I have a solution with many components with different deploy iter:

  • WebAPI backend (on IIS)
  • AngularJS frontend (on IIS)
  • A process manager (as Windows service)
  • A projection engine (as Windows service)
  • A command handler (as Windows service)

I develop all of this things. At the end of the day when something valuable is ready I need to push the updated component to the server (a local server) for testing. This usually means:

  • Build the component (remember to switch test/release environment)
  • Copy the bin
  • Open a remote desktop connection
  • Paste it on the server (after crossing the right path)
  • replace the old package (for IIS) OR reinstall the service

if the test succeds, redo this for a production environment. How can I speed up this process, and go in the direction of one click deployment? Can a tool like Vagrant be a good company? I know that this question could produce descriptive and opinion based answers but I'm stuck!

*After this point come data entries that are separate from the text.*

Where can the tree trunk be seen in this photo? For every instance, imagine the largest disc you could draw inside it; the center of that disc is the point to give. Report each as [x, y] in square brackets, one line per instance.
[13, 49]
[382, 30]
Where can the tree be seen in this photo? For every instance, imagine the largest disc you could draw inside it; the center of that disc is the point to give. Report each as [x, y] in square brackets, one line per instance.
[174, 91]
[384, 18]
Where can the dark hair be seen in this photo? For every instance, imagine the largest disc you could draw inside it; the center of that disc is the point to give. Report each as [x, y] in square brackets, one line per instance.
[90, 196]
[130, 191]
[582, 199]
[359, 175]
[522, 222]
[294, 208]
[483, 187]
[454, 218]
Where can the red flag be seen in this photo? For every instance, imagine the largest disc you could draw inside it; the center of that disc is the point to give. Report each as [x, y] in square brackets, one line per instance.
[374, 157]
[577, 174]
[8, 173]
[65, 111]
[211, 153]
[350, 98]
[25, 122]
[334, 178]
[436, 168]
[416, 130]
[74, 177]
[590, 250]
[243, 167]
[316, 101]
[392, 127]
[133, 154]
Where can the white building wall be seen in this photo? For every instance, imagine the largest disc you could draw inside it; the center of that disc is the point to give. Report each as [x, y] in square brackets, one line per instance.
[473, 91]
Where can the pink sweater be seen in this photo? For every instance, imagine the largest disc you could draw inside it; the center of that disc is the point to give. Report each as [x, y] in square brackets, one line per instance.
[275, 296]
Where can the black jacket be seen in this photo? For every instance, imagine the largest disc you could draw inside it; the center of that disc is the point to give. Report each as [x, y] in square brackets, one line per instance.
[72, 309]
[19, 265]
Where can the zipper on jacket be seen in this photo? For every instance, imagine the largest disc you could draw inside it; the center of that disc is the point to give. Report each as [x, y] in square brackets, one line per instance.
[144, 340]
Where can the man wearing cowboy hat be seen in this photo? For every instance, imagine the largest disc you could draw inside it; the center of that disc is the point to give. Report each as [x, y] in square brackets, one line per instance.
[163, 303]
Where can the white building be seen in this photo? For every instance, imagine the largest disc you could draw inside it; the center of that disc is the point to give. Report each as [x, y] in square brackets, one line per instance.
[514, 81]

  • Use a continus integration solution? which tests, builds and finally deploys your application? – netbrain Oct 27 '15 at 10:21

Firstly you need a continuous integration server - I recommend Jenkins, its really easy to manage and is very well designed.

Once you have that set up to automatically look at your repository for changes, check them out and build them you can start looking at automating the deployment (to the test environment) mechanism.

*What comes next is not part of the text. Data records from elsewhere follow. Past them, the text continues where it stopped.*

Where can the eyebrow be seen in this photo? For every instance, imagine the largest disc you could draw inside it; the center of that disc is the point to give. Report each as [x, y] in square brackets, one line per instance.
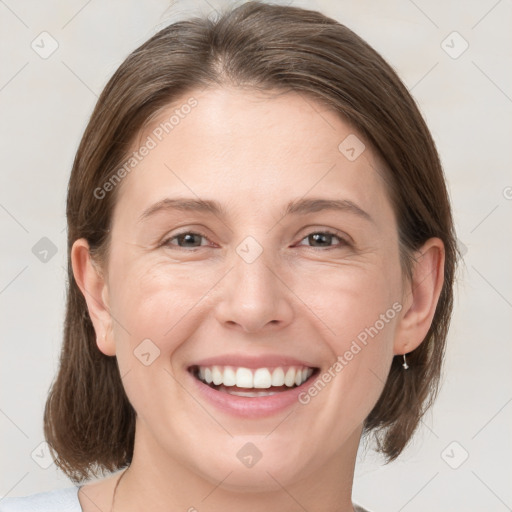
[295, 207]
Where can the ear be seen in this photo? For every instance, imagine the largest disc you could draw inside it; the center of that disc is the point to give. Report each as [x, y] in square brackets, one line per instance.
[91, 281]
[421, 295]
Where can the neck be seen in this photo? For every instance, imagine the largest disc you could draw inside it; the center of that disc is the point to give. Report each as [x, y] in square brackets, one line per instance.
[161, 483]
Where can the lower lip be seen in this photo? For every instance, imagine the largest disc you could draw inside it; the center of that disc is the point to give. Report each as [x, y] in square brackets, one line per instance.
[251, 407]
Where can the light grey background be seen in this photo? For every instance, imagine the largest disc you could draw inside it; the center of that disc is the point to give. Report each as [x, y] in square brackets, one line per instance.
[467, 102]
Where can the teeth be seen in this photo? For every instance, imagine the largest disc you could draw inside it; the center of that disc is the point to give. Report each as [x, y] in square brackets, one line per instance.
[261, 378]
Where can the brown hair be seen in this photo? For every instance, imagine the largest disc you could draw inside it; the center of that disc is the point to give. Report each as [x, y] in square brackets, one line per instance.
[88, 420]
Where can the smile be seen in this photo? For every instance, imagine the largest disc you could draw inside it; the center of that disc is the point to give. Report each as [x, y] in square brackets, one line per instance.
[250, 382]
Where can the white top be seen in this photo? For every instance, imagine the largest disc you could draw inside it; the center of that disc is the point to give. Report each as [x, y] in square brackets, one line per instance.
[61, 500]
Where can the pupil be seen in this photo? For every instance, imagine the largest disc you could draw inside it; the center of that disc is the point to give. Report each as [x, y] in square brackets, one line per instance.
[188, 237]
[321, 237]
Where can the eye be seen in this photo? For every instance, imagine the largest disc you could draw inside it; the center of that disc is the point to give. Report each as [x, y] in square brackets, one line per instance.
[324, 239]
[187, 239]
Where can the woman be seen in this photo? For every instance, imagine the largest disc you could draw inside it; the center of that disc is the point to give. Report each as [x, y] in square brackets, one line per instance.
[261, 261]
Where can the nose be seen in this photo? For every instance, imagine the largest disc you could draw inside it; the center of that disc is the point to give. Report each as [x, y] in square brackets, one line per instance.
[254, 296]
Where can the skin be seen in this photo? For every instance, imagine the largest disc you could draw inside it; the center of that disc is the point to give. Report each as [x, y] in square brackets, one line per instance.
[253, 153]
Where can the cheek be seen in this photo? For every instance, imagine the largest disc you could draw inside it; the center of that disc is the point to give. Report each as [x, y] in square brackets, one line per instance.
[156, 302]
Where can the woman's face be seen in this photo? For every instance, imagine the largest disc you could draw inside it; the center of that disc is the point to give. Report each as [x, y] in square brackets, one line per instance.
[249, 239]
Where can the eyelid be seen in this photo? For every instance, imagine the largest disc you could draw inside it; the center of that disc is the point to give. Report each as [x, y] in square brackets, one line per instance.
[345, 239]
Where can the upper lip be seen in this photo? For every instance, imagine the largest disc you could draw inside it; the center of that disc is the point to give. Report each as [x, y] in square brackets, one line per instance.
[245, 361]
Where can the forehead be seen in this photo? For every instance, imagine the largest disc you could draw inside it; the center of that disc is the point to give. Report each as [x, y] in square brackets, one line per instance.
[246, 148]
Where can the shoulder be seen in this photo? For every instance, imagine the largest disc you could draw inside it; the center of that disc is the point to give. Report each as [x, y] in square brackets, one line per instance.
[60, 500]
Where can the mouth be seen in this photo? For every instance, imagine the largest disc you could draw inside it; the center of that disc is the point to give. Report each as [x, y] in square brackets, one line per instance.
[253, 382]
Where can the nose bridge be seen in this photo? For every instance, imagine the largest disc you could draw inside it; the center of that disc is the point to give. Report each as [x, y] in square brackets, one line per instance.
[252, 296]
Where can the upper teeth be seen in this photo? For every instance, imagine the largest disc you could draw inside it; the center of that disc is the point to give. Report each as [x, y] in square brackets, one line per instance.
[258, 378]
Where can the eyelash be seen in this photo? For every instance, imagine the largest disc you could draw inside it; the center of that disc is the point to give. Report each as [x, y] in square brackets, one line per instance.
[343, 241]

Generally this means copying the files, but as you have services, you'll have to (at least) stop them. So I would recommend writing a script to stop the services, copy the files from a 'package' of all the files that were built and then restart the services. This script can be just a simple batch file that uses sc.exe (or net stop). If you want to get slightly more complicated, use Wix to create a msi installer and run that on the remote server in an unattended (i.e. silent) mode to upgrade the deployed installation.

I found things like One-Click to be a pain in the butt, especially when dealing with deploying to different environments - i.e. whatever deployment method you use, you want to be able to run the exact same thing on both Test and Production in turn.